王子ホールディングス賞森の営み

テーマ:森の営み

2026優秀賞

画題「夏の森の秘密」
山際裕輝(47歳)
北海道 会社員


撮影日は2025年7月5日の15時半ごろ、晴れた日でした。撮影地は北海道遠軽町丸瀬布えんがるちょうまるせっぷにある山彦の滝です。滝の裏側からも自然の素晴らしさを体験できることから、訪れた人だけの「秘密」を楽しめます。近年は熊の出没が多くなったこともあって、このような秘境にある絶景を見に行く機会が遠のき、とても残念に思っているところです。人間も動物も傷つかずに暮らしていきたいですよね。

2026佳作

画題「光射す森」
平野 悟(77歳)
新潟県 自営業

2026佳作

画題「光降る」
佐久間俊輔(65歳)
東京都 無職

2026次点(五十音順)

「では行ってきまーす!」石原美代子(70)埼玉県
「森のひそひそ話」佐藤 章(52)北海道
「僥倖を待つ」千原慶士(67)和歌山県
「魁夷とこころひとつ」羽吹桂一(62)埼玉県
「森の記憶」日浦嘉孝(78)香川県

企業コメント

王子グループは「木を使うものには、木を植える義務がある」という考えの下、100年以上前から持続可能な森林経営を実践。現在、社有林「王子の森」は国内外で63.6万haにまで広がっています。近年は祖業の紙にとどまらず、環境に配慮したサステナブルパッケージやバイオエタノール、医薬品といった、木質バイオマスビジネスを次世代の中核ビジネスに位置付け、さらなる成長と進化を目指しています。
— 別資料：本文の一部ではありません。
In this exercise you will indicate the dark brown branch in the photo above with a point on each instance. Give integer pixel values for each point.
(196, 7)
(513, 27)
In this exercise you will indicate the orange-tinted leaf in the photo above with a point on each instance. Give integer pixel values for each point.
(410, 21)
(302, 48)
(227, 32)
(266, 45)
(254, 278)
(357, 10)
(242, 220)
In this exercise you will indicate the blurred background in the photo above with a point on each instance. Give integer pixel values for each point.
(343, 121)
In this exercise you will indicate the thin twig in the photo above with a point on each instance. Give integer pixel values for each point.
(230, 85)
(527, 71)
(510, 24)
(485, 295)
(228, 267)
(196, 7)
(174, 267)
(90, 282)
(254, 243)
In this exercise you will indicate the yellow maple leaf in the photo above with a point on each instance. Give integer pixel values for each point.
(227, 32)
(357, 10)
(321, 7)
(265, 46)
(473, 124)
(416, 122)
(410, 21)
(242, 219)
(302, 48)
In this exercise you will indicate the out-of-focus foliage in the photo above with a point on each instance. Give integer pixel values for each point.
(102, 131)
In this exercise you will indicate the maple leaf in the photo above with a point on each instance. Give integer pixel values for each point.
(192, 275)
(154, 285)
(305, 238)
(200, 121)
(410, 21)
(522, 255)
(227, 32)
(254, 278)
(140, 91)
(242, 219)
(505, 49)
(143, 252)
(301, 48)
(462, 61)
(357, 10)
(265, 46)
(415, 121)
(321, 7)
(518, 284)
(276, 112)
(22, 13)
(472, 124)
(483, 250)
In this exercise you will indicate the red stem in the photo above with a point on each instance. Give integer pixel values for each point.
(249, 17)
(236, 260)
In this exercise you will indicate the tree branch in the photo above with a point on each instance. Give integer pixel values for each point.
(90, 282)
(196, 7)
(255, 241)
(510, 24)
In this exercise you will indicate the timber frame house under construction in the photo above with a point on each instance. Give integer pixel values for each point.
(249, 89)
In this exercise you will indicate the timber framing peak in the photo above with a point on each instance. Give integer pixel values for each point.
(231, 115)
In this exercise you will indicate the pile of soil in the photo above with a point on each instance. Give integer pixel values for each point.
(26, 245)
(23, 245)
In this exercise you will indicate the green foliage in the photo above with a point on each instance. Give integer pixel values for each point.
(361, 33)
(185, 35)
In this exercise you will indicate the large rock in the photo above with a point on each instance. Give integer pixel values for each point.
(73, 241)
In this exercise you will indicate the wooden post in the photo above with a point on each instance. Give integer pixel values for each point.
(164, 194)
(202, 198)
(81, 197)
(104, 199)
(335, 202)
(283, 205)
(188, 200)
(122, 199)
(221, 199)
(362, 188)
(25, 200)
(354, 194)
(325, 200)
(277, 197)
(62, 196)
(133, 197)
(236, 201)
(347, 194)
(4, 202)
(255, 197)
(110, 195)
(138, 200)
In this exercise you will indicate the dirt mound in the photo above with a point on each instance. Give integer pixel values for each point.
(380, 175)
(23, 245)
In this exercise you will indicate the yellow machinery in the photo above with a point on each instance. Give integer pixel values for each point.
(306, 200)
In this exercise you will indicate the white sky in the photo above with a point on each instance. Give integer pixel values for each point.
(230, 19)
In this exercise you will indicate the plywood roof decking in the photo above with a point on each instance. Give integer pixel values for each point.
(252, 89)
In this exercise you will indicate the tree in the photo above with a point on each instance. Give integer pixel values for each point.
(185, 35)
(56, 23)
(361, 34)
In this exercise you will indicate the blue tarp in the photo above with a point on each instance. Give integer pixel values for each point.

青空・滝・森が一体となった神秘的な風景が多くの支持を集めました。森が育む水の循環や生命の営みを想起させ、自然の力強さを同時に感じさせます。秘境を思わせる景観に「訪れてみたい」「こうした自然を残したい」という声が多く上がり、美しさと神秘性を兼ね備えた本作品は「森の営み」を体現した一枚です。

王子ホールディングス株式会社

審査員評

手前の洞窟部分が額縁効果のようになって伝えたい部分が強調されています。青空と雲の対比と見上げるように木々が立ち、流れる滝がすがすがしく感じられます。作者が伝えたかった「秘境の場所」をうまく切り取った作品です。佳作「光射す森」はブナの森に精霊が生まれるような神秘性が、「光降る」は深遠な空気感がよく表現されています。